Flagging Support
San Francisco State University (SFSU) has been the venue for some of the worst anti-semitic incidents on U.S. college campuses.
For instance, in 2002:
Students at San Francisco State University holding a pro-Israel rally were surrounded by pro-Palestine protesters screaming, "Go back to Russia" and "Hitler did not finish the job."
According to an e-mail account by Laurie Zoloth, the director of Jewish Studies at SFSU, "The police could do nothing more than surround the Jewish students and community members who were now trapped in a corner of the plaza, grouped under the flags of Israel, while an angry, out of control mob, literally chanting for our deaths, surrounded us. . . . This was neither free speech nor discourse, but raw, physical assault." For weeks the campus had been festooned with posters invoking the medieval blood libel by showing soup cans with pictures of dead babies on them and labels reading, "canned Palestinian children meat, slaughtered according to Jewish rites under American license."
SFSU is back in the news, but this time the dispute concerns the College Republicans, who staged a protest in support of the "war on terror" and trampled upon makeshift Hezbollah and Hamas flags.
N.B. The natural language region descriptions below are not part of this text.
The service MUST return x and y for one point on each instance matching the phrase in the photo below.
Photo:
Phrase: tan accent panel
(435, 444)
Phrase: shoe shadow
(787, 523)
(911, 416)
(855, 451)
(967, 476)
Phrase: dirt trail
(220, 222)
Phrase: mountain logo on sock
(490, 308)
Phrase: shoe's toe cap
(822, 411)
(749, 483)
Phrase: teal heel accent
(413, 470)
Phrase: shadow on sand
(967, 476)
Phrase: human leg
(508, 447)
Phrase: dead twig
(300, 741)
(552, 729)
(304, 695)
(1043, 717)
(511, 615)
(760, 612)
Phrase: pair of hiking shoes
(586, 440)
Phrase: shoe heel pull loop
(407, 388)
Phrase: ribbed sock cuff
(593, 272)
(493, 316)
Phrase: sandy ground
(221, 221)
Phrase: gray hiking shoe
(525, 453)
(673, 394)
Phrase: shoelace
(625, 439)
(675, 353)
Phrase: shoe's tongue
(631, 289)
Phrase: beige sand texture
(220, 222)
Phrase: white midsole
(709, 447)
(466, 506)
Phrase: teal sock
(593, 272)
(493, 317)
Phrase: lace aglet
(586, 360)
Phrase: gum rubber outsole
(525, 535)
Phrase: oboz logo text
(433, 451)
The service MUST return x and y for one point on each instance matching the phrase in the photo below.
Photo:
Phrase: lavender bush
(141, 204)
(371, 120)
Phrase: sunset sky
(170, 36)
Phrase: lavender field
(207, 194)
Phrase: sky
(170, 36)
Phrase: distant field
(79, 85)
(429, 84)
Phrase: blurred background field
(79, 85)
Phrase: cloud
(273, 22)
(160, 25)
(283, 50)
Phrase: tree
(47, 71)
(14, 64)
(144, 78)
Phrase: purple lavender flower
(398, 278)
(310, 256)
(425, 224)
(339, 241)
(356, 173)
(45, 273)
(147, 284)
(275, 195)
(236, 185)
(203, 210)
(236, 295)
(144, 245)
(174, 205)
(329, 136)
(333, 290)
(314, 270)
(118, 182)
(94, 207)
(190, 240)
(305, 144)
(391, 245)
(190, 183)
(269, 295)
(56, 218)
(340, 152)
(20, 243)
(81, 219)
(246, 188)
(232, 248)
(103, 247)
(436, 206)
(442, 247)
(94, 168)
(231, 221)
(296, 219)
As it turns out, the flags were believed to contain the Arabic symbol for “Allah,” or God:
Leigh Wolf, a member of the College Republicans, said the group was unaware of what the Arabic symbols meant until some Muslim students brought it to their attention. The goal was to desecrate Hezbollah and Hamas, not Islam," Wolf said.
“It’s the equivalent of stepping on the cross. How would Christians feel?” said Ali Algarmi, 21, an SF State Muslim student studying sociology. “We see that as being spit on the face.”
After learning of the religious symbols the College Republicans let some Muslim students alter the flags to be less inflammatory before walking on them in protest of terrorists.
“That’s something very holy, and stepping on it, it’s disgracing Islam,” Brian Gallagher said, an SF State student and General Union of Palestinian Students, or GUPS, member.
At one point, Wolf and Ramsey El-Qare, president of GUPS, confronted and pointed fingers at each other in front of the cement stage. El-Qare accused Wolf of spreading false and derogatory information about Muslims to students.
“They are just being intolerant of other people’s religion,” said Naser Halteh, 22, an SF State student and GUPS member.
SFSU students have just filed a formal complaint and are demanding an apology. I sympathize--I'm not a fan of desecrating religious symbols, even on flags. I wonder though, if SFSU students appreciate the irony, given this incident a few years back:
On Holocaust Remembrance Day, Students for Justice in Palestine held a raucous rally in remembrance of the April 9, 1948, "Deir Yassin massacre," when "Zionist militias" killed 100 civilians. "I saw signs that said ‘Sharon = Hitler' and ‘Magen David = Swastika,'" says Jesse Gabriel, 21, a Berkeley junior and student body president.Dennis Dubinsky, 23, an AIPAC-trained senior at San Francisco State had set up a table nearby in honor of Holocaust Remembrance Day. Jewish students lit yahrzeit candles and handed out information as pro-Palestinian demonstrators waved Israeli flags bearing swastikas instead of stars of David.
"The police came and stood next to us to protect us, and when the rally came they formed a barrier in front of us ... We had to be escorted by police to Hillel on Holocaust Remembrance Day."